Le risque naît souvent des connexions visibles : distributions régulières vers un compte personnel, clients locaux qui déduisent des factures de la LLC, dépenses personnelles payées par carte d'entreprise, comptabilité faible ou récit qui ne correspond pas au site, aux contrats et aux flux bancaires.
Lorsque les fonds restent dans la LLC, que l'activité est internationale, que les distributions sont planifiées et que le dossier est cohérent, la discussion change. Une administration peut poser des questions, mais la réponse n'est plus improvisée : ce sont les documents de l'entité, les relevés, les factures, les contrats, les registres comptables et une logique claire sur la raison pour laquelle les fonds restent dans l'entreprise ou sont distribués.
C'est la ligne Exentax : confidentialité avec documentation, pas opacité sans contrôle.

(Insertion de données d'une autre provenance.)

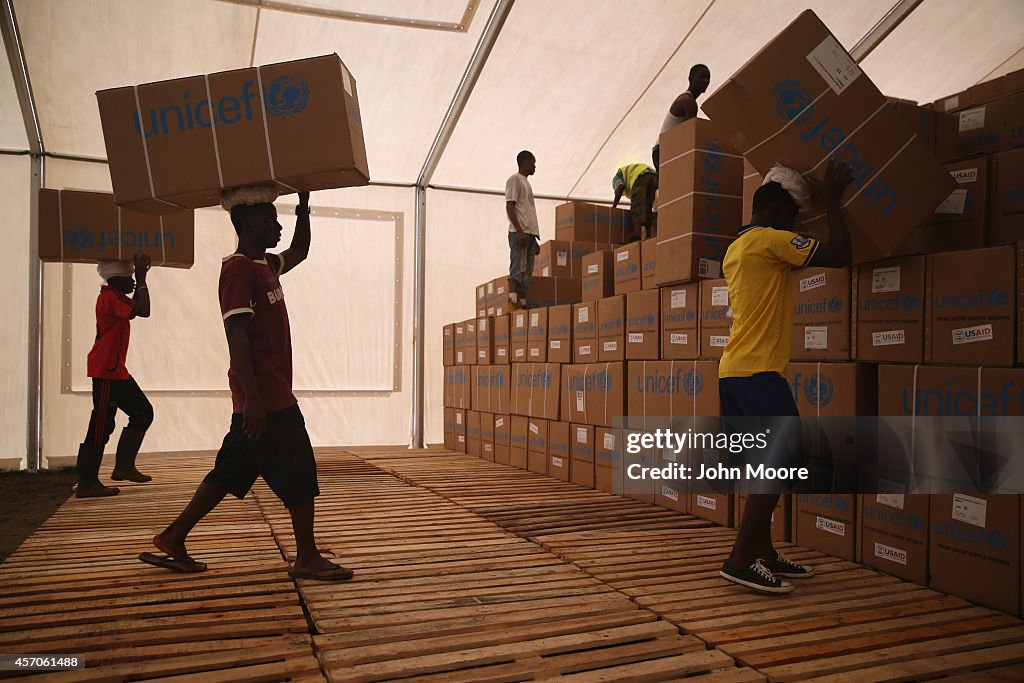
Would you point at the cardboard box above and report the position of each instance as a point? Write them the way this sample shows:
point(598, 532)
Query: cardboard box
point(611, 329)
point(752, 181)
point(473, 433)
point(582, 446)
point(537, 342)
point(537, 454)
point(820, 314)
point(484, 341)
point(801, 99)
point(560, 334)
point(595, 393)
point(688, 258)
point(889, 318)
point(448, 345)
point(503, 439)
point(1008, 198)
point(894, 535)
point(519, 441)
point(781, 516)
point(598, 275)
point(715, 322)
point(553, 291)
point(970, 306)
point(648, 262)
point(962, 220)
point(559, 454)
point(88, 227)
point(295, 125)
point(487, 436)
point(700, 181)
point(585, 347)
point(536, 389)
point(460, 431)
point(559, 258)
point(827, 523)
point(680, 312)
point(628, 268)
point(579, 221)
point(981, 129)
point(450, 428)
point(519, 336)
point(502, 339)
point(975, 549)
point(643, 325)
point(606, 466)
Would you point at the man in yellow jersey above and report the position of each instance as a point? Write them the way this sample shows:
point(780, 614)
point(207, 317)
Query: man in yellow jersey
point(752, 374)
point(639, 182)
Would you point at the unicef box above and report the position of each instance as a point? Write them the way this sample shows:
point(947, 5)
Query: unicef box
point(177, 143)
point(87, 227)
point(801, 99)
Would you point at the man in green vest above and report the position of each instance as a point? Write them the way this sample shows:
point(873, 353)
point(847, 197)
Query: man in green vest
point(639, 182)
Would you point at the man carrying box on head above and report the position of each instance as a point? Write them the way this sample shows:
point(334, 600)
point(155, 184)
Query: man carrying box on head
point(524, 229)
point(639, 182)
point(113, 386)
point(753, 387)
point(267, 435)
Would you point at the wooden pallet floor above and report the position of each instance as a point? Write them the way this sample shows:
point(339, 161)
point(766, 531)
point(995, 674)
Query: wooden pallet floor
point(849, 623)
point(442, 594)
point(76, 587)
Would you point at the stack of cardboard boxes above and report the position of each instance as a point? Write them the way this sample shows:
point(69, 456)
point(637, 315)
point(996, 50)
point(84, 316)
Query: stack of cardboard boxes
point(928, 323)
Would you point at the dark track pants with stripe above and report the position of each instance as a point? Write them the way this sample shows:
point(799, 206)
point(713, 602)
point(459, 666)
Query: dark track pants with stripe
point(108, 397)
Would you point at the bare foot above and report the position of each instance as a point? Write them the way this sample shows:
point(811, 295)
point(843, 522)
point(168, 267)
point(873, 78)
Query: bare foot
point(176, 549)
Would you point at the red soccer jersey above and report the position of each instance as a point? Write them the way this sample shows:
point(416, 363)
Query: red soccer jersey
point(249, 286)
point(107, 359)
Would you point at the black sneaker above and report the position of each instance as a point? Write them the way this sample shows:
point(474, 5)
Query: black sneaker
point(785, 567)
point(755, 577)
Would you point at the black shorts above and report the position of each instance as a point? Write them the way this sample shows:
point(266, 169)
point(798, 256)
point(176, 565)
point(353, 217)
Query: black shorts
point(284, 458)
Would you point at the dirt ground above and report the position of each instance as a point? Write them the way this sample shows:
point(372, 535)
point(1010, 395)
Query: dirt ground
point(29, 500)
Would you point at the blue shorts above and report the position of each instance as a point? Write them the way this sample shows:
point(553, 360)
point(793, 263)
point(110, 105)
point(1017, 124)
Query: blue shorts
point(759, 403)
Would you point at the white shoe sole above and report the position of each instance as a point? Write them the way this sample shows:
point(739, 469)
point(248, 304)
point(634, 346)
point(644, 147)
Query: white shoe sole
point(783, 587)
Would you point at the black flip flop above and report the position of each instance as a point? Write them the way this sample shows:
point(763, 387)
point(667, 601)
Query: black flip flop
point(185, 565)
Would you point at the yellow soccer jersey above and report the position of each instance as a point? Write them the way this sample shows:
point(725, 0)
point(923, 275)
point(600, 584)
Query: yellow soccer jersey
point(757, 270)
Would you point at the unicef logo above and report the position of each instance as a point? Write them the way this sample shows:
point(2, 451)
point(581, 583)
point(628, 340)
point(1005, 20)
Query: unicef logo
point(693, 383)
point(997, 298)
point(78, 239)
point(792, 100)
point(996, 541)
point(285, 96)
point(818, 393)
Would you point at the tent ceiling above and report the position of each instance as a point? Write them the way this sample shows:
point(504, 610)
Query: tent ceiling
point(582, 83)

Quand viser une banque traditionnelle
Chase, Citi ou Amex peuvent avoir du sens quand l'entreprise a déjà du volume, des paiements clairs, des fournisseurs américains, une logique de cartes corporate, de l'investissement ou un besoin de réputation bancaire plus fort qu'une fintech seule. Ce n'est pas toujours l'étape numéro un.
Parfois, la meilleure séquence consiste à stabiliser Mercury, Relay, Wise Business, Stripe, PayPal ou IBKR, puis à construire un dossier plus ambitieux. Ce qui coûte cher, ce n'est pas d'attendre. Ce qui coûte cher, c'est de se présenter mal et de déclencher une revue bancaire avec une histoire incohérente.
Les erreurs qui fragilisent un rendez-vous bancaire
Ouvrir la LLC et demander une banque le lendemain sans site, sans contrats et sans description d'activité sérieuse. Confondre EIN et ITIN. Utiliser une activité générique. Mélanger dépenses personnelles et fonds de l'entreprise. Dire que l'on cherche de la confidentialité comme si c'était de l'opacité. Ne pas préparer le source of funds. Ne pas savoir expliquer pourquoi la LLC a besoin d'un compte américain réel.
Ces erreurs ne rendent pas la structure illégale. Elles la rendent faible. Et une structure faible est exactement ce que vous ne voulez pas montrer à une banque traditionnelle.
Comment Exentax coordonne ITIN, banque US et AMEX
Nous préparons entité, EIN, ITIN si pertinent, narrative d'activité, documents, représentation, KYC, flux de paiements et position fiscale. Une LLC peut réduire la friction fiscale, protéger le patrimoine, conserver des fonds dans un compte corporatif relevant du périmètre US/FATCA plutôt que du rail CRS européen automatique, et améliorer la confidentialité opérationnelle si elle est présentée comme une vraie structure.
Nous validons en interne les dossiers viables, construisons une demande qu'une banque, un broker, une plateforme ou une autorité peut comprendre et travaillons avec nos partenaires vers l'approbation. C'est la différence entre demander une faveur et présenter une structure professionnelle activement suivie.
La bonne séquence laisse aussi une trace utile pour la suite: qui a signé, quel document a été fourni, quelle adresse a été utilisée, quel usage bancaire a été déclaré et quelles dépenses seront payées par la LLC. Cette mémoire opérationnelle évite de recommencer le dossier à zéro à chaque demande.